オンデマンドバスは採算が取れるか 老いた街の若返りを託して実験へ
井石栄司
時刻表や決まった運行経路がなく、予約に応じてきめ細かなルートで走る乗り合いの「オンデマンドバス」の運行実験が10日、堺市の泉北ニュータウンで始まる。高齢化が進む地域の足としてだけでなく、車を持たない子育て世帯の足としても期待されている。
丘陵地域を開発した泉北ニュータウンはアップダウンが激しい。街びらきから半世紀以上が過ぎ、高齢化率も4割近くまで進む。
足腰が弱った高齢者にとって、バスは利用しやすい運賃である一方で、バス停が遠いと買い物や病院に行く足も遠のく。タクシーなら利便性は高いものの、運賃が高くつくことが多い。この両者の利点を持つ交通手段が求められていた。
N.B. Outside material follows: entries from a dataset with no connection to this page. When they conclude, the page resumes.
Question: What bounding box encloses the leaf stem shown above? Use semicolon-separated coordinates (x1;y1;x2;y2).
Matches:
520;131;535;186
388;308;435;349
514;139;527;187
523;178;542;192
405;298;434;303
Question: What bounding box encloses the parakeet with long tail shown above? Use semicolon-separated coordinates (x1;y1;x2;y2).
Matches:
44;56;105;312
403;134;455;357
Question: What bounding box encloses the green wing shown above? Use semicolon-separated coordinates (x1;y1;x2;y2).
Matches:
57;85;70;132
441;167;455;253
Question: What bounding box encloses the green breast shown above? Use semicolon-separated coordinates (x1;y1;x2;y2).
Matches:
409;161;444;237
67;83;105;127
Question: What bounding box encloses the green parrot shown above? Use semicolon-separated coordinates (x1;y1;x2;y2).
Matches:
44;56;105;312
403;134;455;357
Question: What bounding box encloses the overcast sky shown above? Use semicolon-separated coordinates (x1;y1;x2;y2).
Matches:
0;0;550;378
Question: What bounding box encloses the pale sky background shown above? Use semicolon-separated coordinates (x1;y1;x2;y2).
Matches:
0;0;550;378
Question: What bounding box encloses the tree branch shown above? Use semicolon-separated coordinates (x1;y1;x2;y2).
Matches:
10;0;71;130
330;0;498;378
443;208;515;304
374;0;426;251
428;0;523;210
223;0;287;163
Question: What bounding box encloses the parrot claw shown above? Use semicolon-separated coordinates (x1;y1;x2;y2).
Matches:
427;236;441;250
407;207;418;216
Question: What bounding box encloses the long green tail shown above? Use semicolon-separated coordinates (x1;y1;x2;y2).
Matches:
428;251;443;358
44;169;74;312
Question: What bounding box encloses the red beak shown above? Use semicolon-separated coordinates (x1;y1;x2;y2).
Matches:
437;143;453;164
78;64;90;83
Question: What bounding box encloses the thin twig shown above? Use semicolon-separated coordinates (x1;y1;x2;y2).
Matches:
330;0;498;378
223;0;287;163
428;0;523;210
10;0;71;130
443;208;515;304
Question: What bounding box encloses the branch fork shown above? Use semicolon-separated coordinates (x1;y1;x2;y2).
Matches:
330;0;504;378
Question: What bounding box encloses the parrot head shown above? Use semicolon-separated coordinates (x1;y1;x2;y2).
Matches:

市としては、ニュータウンへ転入する若者世帯を増やし、街を若返らせたい。最近は車を持たない若者も多く、乳幼児を抱えて出歩く親にとっても、手軽に使える公共交通があれば、移住先としての魅力が増す。
高齢者にも若者にも魅力がある公共交通とは――。堺市が目をつけたのが、オンデマンドバスだった。